The High Court has given National Treasury Cabinet Secretary Henry Rotich and the Attorney-General 10 days to file evidence in a petition by Nairobi Governor Mike Sonko and other politicians challenging the insurance levy on boda boda and tuk tuk riders.
Certifying the case filed by as urgent, Justice Weldon Korir, said there are “weighty constitutional issues raised in the case which call for expeditious determination.”
The case was filed through lawyer Francis Kalwa.
Mr Kalwa told Justice Korir that Mr Rotich and the AG, who have been named as defendants, have not responded to the suit by the city governor and other Politicians despite being served with the pleadings.
However, a State counsel sought for more time to file a response, saying the issues raised in the suit are weighty and need proper answers.
“The defendants are hereby given ten days to respond to the weighty constitutional issues. The case will be heard July 25,” Justice Korir ruled on Monday.
Mr Sonko, teaming up with Gatundu South MP Moses Kuria, Eala MP Simon Mbugua, former MPs Kalembe Ndile (Kibwezi), Reuben Ndolo (Makadara) and politician Stanley Livondo and Kevin Mubadi, have challenged the requirement boda bodas and tuk tuks to pay insurance premiums to cater for both their passengers and pedestrians in case of an accident.
The petitioners want the court to restrain the Treasury CS from implementing the proposal in his 2019-2020 financial budget, arguing that the implementation of the proposal will lead to massive unemployment and huge loses.
They further argue that the proposals were not shared with members of the public for comment before they were introduced.
CS Rotich, while presenting the budget proposals, indicated that all boda bodas and tuk tuks riders will be required to obtain third party insurance in order to cover their passengers and pedestrians.
Mr Rotich indicated that the proposal would be effected by amending the provisions of the Insurance Act.
But the petitioners say that the CS ought to have consulted with the Attorney-General before making that proposal in order to receive, correct, advice and ensure the proposed amendments are not in conflict with the Constitution.

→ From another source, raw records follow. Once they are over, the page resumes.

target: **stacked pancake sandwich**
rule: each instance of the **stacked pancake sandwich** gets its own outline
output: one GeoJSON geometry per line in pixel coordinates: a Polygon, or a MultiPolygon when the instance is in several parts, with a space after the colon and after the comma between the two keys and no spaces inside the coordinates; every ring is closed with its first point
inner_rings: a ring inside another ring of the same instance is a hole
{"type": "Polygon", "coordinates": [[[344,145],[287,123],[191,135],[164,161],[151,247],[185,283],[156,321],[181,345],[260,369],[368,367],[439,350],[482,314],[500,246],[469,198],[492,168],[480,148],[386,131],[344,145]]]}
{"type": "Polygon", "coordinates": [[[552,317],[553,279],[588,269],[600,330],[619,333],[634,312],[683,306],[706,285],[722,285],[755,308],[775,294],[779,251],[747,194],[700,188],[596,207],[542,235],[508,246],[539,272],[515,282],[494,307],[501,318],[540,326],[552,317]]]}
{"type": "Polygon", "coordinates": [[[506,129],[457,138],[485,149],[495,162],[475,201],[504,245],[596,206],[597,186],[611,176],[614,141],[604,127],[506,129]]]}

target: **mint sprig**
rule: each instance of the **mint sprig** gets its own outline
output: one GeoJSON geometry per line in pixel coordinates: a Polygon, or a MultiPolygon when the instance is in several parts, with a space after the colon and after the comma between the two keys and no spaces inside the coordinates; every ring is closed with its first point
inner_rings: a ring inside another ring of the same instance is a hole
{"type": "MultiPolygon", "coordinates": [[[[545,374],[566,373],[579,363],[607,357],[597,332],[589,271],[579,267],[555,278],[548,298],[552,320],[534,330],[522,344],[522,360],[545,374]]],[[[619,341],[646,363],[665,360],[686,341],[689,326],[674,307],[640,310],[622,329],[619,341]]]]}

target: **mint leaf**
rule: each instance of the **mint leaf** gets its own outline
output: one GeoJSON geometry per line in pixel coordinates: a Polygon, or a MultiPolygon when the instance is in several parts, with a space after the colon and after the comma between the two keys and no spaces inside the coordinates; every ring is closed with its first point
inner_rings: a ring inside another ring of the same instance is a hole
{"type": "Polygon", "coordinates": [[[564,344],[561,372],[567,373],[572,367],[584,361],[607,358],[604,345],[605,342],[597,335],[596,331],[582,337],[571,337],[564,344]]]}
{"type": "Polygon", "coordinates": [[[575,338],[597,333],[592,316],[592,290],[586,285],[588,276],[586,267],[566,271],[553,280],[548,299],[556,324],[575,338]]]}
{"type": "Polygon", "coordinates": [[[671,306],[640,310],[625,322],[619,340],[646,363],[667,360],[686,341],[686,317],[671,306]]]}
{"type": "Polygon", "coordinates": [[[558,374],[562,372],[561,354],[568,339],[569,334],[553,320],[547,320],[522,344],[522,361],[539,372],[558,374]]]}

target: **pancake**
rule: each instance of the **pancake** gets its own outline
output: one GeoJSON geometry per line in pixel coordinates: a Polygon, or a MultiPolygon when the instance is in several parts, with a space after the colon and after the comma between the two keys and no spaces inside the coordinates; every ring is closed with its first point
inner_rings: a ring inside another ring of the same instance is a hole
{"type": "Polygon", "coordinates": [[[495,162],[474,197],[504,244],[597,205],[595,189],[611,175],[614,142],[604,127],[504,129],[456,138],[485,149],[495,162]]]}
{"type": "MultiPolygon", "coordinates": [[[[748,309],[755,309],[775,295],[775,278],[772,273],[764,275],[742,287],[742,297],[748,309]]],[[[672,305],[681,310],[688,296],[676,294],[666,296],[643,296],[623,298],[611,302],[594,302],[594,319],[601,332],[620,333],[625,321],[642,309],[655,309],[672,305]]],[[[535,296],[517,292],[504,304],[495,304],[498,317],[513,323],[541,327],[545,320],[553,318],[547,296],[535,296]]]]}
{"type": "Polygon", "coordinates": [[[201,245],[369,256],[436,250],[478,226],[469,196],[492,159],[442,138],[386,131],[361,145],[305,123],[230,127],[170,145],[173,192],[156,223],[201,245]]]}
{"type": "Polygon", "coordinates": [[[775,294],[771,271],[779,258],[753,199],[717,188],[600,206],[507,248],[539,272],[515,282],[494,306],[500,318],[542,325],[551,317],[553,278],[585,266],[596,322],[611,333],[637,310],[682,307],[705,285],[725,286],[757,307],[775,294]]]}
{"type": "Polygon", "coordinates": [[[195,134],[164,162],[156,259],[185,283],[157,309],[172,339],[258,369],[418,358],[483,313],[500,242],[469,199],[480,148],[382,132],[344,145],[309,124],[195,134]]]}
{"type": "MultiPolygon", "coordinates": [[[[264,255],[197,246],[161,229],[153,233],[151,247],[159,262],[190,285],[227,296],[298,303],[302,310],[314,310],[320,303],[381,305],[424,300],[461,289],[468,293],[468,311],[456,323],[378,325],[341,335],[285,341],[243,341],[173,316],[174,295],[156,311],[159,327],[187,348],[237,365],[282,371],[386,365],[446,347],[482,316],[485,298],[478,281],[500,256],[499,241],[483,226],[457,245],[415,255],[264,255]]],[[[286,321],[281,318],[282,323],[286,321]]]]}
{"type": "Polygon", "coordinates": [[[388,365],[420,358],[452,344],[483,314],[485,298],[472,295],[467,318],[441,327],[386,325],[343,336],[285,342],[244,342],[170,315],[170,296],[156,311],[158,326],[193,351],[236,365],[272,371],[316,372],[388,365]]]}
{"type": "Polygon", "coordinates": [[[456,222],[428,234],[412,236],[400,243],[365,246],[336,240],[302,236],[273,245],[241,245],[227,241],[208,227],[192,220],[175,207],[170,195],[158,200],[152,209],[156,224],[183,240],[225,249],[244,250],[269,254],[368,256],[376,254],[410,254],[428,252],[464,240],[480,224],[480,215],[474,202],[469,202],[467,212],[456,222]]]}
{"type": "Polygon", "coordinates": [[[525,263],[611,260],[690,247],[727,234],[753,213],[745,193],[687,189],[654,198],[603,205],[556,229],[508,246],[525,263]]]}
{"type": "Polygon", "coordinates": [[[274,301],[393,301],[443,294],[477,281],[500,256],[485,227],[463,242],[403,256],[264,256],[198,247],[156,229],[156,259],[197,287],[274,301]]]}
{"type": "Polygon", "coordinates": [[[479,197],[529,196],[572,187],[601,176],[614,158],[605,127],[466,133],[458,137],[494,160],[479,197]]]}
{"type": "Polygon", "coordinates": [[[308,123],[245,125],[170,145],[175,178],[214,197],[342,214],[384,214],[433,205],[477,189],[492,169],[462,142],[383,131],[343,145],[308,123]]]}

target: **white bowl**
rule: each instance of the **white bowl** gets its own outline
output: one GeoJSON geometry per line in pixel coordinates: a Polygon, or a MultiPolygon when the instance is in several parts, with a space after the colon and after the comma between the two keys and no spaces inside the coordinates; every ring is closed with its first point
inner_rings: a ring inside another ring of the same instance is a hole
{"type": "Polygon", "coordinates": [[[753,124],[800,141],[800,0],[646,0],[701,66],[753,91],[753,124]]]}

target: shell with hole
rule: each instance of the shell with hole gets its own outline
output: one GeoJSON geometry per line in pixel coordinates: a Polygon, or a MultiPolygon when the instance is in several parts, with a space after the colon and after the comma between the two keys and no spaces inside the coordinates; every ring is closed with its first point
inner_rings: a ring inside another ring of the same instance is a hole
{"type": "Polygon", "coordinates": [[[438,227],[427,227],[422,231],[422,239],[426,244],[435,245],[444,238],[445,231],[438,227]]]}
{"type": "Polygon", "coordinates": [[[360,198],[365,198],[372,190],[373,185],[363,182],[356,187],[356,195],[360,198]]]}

In his affidavit, Mr Sonko claims that the boda bodas and tuk tuk operators will now be required to pay excessive and obstructive fees in the form of third party insurance without being given any opportunity to discuss the proposal.
According to the governor, the amendments and regulations which will introduce third party insurance to boda bodas and tuk-tuks were not shared with members of the public for comment before being introduced.
“The proposal that boda boda and tuk tuk operators obtain insurance cover for passengers and pedestrians which was made during the reading of the budget deals with issues of public finance. It follows that there ought to have been sufficient public participation on every issue it intended to introduce,” states Mr Sonko in his affidavit.